José Luis de la Cruz Gallegos | El Universal
Lunes 15 de diciembre de 2014
En los últimos 30 años el país apostó por un modelo de libre mercado, implementado inadecuadamente

El entorno que enfrenta la economía representa un desafío que va más allá de la coyuntura. Las causas y consecuencias de la caída del precio del petróleo y la depreciación del tipo de cambio son profundas, se encuentran relacionadas con un cambio estructural mundial.

Una guerra energética, la desaceleración de China, la recaída de algunos países europeos y el anunciado incremento de las tasas de interés en Estados Unidos representan algunos de los aspectos que redefinirán la orientación del flujo de capitales.

Durante las últimas dos décadas el sistema financiero internacional ha experimentado un fuerte proceso especulativo, el cual ha tomado diversas formas. La llamada “Nueva Economía”, la crisis hipotecaria, la enorme burbuja de derivados financieros escasamente regulados, la especulación con el precio de los alimentos y el precio de los energéticos constituyen algunos ejemplos de cómo se ha buscado obtener ganancias en un mundo de bajo crecimiento y de crisis económicas.

En dicho periodo los gobiernos se endeudaron, incurrieron en un reiterado déficit fiscal. Su elevado gasto público causó un desajuste estructural similar al que vivió América Latina en los 70 y 80. Hoy, ante el fin del dinero gratis, el aumento de las tasas de interés, pagarán un mayor costo por sus desequilibrios.

Una situación similar ocurrirá con las naciones que incurrieron en un elevado déficit de cuenta corriente, representa una deuda por pagar, próximamente con un interés más elevado.

La consecuencia de todo ha sido una etapa de restricciones económicas y elevado desempleo, de precarización del mercado laboral y aumento en la pobreza.
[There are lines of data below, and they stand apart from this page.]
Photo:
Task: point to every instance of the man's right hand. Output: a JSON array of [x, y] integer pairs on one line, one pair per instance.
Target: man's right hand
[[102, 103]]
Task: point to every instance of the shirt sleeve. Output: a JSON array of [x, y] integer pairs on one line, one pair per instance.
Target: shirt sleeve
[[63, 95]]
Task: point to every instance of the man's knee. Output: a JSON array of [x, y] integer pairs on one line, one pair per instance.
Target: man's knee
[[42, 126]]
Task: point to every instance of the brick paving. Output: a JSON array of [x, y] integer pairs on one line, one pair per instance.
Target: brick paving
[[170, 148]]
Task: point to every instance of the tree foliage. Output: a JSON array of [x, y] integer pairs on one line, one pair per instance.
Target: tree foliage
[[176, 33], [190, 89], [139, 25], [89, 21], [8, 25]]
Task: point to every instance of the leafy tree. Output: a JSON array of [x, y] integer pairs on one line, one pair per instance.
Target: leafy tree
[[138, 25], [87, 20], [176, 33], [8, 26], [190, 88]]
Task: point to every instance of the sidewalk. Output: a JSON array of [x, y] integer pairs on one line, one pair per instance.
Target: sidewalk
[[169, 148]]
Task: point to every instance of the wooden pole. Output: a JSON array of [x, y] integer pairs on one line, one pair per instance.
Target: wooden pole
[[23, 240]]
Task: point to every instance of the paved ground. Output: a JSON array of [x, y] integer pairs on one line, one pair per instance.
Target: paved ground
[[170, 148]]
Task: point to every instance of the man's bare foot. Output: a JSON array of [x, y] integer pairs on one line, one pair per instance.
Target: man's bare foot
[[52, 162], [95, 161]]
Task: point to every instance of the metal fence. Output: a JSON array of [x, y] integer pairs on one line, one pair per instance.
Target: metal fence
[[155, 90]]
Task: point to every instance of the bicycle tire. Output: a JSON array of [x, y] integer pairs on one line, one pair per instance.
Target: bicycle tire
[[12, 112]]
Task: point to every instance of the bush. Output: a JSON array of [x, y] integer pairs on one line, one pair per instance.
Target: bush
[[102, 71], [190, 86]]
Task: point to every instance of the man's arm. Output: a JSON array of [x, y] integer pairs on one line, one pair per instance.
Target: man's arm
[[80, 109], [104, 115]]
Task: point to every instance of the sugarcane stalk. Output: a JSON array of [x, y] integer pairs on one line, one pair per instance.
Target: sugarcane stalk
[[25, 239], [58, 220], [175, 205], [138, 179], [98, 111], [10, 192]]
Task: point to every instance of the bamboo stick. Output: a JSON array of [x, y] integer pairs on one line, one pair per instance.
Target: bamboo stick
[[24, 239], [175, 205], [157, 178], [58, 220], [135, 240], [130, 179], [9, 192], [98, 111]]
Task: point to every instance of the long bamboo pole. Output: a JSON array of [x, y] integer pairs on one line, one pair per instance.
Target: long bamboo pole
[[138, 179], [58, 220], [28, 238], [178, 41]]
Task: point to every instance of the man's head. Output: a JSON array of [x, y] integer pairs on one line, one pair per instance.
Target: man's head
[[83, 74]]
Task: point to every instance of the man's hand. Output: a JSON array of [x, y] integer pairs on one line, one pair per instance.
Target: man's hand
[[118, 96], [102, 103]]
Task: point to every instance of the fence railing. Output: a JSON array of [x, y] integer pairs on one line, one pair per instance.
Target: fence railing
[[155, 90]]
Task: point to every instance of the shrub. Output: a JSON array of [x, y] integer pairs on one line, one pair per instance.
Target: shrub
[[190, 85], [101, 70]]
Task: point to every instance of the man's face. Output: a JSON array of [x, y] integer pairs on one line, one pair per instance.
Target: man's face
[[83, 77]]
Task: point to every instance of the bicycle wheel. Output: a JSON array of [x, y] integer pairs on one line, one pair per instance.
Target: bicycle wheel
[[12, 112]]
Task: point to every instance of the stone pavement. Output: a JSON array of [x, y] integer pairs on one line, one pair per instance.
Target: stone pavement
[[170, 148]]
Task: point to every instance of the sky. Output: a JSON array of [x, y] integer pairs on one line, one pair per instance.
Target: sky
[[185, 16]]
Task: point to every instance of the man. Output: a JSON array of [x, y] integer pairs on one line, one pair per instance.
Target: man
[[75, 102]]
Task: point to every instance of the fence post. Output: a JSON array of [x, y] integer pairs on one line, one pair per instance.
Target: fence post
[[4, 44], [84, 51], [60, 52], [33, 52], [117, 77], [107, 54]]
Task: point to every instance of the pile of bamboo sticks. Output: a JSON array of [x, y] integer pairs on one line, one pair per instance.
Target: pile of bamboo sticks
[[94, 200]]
A partir de ello se ha profundizado la polarización global, regiones del mundo que crecen más que otras y que llegan en mejores condiciones a este proceso de cambio.

Lamentablemente ello acontece cuando México vive una redefinición política, económica y social. En los últimos 30 años el país apostó por un modelo de libre mercado, implementado inadecuadamente. Básicamente porque respondió a la urgencia que representaba encarar una crisis económica, la que llevó a la década pérdida, y que no contempló el tiempo necesario para mejorar las condiciones de productividad y competitividad de las empresas nacionales.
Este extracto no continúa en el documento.